In this trial, the GP regimen resulted in an ORR of 61.5% and DCR of 92.3% in patients with untreated or recurrent advanced thymic squamous cell carcinoma. Median PFS and median OS were 14.5 (95% CI, 9.2–19.8 months) and 50.7 months (95% CI, 24.9–76.5 months), respectively. Our results are similar to those observed with previously reported cisplatin and/or doxorubicin‐based regimens, and better than those observed with a paclitaxel and carboplatin regimen, while our PFS and OS rates were superior.6, 7, 17, 18, 19, 20, 21, 22 This may be explained, at least in part, by the relatively slow growth characteristics of thymic squamous cell carcinoma.14 It may also be attributable to the local therapies administered before progression, and the fact that all of the patients received subsequent chemotherapy when their disease progressed.

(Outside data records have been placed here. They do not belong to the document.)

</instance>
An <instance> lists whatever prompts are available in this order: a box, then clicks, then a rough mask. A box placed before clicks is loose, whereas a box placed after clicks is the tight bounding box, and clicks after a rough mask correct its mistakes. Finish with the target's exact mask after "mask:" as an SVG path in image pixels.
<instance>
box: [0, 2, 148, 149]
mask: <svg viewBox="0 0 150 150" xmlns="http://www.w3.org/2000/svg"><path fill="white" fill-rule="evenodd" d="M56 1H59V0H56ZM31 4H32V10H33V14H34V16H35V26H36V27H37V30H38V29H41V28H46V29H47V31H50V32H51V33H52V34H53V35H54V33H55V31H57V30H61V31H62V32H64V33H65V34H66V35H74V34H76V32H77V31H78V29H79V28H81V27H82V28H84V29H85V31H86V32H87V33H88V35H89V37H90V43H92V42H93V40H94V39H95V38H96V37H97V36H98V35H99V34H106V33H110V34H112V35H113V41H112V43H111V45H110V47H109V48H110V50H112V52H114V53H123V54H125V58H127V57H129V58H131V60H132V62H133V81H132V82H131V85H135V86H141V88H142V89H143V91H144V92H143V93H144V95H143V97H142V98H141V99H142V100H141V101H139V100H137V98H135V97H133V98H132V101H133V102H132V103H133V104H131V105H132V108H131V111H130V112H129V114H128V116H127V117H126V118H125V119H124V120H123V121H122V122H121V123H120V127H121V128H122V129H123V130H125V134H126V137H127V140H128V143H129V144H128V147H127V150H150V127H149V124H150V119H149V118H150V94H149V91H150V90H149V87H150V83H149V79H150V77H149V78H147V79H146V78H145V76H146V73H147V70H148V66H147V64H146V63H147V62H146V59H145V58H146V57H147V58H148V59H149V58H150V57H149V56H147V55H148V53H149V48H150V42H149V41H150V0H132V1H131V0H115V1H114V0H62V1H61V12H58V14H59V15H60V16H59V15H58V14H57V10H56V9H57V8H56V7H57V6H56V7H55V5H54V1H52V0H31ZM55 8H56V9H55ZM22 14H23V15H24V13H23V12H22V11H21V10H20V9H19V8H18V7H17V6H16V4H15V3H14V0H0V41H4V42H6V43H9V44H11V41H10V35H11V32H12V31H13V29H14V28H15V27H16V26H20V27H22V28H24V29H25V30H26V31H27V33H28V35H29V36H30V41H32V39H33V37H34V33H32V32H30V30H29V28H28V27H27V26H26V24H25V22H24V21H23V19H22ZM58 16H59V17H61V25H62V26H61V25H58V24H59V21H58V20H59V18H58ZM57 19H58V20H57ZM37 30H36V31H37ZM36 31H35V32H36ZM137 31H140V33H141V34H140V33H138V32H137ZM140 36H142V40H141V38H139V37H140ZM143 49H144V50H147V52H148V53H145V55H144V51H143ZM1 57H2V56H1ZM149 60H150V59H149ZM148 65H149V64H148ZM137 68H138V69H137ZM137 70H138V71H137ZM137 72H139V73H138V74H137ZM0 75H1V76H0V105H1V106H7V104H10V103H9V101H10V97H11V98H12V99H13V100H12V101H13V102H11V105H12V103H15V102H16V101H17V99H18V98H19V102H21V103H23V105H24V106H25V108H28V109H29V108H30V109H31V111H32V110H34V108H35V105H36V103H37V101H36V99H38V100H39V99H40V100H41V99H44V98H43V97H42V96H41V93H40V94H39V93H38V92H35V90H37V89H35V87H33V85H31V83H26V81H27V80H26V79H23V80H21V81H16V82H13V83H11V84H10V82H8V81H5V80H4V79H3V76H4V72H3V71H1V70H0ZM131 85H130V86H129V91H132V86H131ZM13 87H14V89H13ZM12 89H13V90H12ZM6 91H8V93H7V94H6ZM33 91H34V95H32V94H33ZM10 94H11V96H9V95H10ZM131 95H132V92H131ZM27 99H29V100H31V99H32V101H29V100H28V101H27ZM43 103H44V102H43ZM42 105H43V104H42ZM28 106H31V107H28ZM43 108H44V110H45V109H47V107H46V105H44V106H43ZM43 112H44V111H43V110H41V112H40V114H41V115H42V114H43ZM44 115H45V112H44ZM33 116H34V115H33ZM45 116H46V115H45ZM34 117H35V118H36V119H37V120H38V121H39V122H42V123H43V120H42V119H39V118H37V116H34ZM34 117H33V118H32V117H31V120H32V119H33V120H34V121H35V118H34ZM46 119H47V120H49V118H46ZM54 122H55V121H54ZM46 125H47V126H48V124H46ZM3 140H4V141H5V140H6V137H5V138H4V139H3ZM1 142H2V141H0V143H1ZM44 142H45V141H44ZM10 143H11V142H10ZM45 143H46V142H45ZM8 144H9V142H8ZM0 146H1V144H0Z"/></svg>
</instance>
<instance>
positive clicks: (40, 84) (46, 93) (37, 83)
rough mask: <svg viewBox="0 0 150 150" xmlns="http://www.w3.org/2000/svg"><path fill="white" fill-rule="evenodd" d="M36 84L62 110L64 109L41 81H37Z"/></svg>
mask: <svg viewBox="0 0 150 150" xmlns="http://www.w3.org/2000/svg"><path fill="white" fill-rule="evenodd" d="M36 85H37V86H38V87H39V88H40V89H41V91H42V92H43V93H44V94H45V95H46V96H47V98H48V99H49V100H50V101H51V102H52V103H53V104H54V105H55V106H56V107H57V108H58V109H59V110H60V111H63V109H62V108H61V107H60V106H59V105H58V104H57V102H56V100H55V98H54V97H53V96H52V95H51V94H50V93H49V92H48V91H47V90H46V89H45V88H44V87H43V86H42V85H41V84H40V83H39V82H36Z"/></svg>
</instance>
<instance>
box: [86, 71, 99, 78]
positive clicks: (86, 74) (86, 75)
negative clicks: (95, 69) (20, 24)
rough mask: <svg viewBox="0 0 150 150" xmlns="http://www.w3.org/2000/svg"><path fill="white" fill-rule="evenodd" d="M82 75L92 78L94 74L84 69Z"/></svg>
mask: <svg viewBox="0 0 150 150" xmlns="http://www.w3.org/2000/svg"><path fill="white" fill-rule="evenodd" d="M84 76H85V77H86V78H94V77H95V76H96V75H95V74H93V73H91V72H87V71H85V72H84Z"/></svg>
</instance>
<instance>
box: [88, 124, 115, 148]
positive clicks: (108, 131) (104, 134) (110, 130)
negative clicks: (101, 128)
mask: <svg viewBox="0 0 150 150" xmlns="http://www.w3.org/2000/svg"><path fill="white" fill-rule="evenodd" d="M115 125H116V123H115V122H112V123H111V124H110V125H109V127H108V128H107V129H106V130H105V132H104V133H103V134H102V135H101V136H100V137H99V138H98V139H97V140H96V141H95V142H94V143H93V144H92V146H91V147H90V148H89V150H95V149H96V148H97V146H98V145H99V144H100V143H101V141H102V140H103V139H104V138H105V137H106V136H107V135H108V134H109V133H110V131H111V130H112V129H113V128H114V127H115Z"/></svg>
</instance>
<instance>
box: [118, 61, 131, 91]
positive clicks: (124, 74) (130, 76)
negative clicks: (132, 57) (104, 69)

As we perform routine blood tests in our clinical practice, relatively complete evaluations of hematological toxicity incidences were recorded. Grade 3/4 myelosuppression was seen in seven (53.8%) patients. However, because of the retrospective design of this study, non‐hematological toxicity data, especially for low‐grade toxicities, could not be completely evaluated. Despite the existence of one patient with grade 3 chemotherapy‐induced vomiting, the incidence of high grade vomiting and nephrotoxicity may be lower in our study than in previous reports.8, 9, 12 The differences in gastrointestinal toxicities might be a result of the use of cisplatin, which is usually given over three continuous days in Asia in order to decrease nephrotoxicity and vomiting. In this study, although myelosuppression was the most common adverse event, there was no febrile neutropenia, only one patient needed platelet transfusions, and there were no treatment‐related deaths. This combination chemotherapy, thus, provided acceptable results with respect to toxicity.

Limitations of the present study include its retrospective nature and the small sample size, but it is difficult to develop a large, prospective clinical study for such a rare malignancy.

Conclusion

Our treatment results suggest that gemcitabine may be a novel and reasonable alternative agent for advanced thymic squamous cell carcinoma, especially in patients who cannot tolerate anthracyclines. GP is active against advanced thymic squamous cell carcinoma, with manageable toxicity.

Disclosure

No authors report any conflict of interest.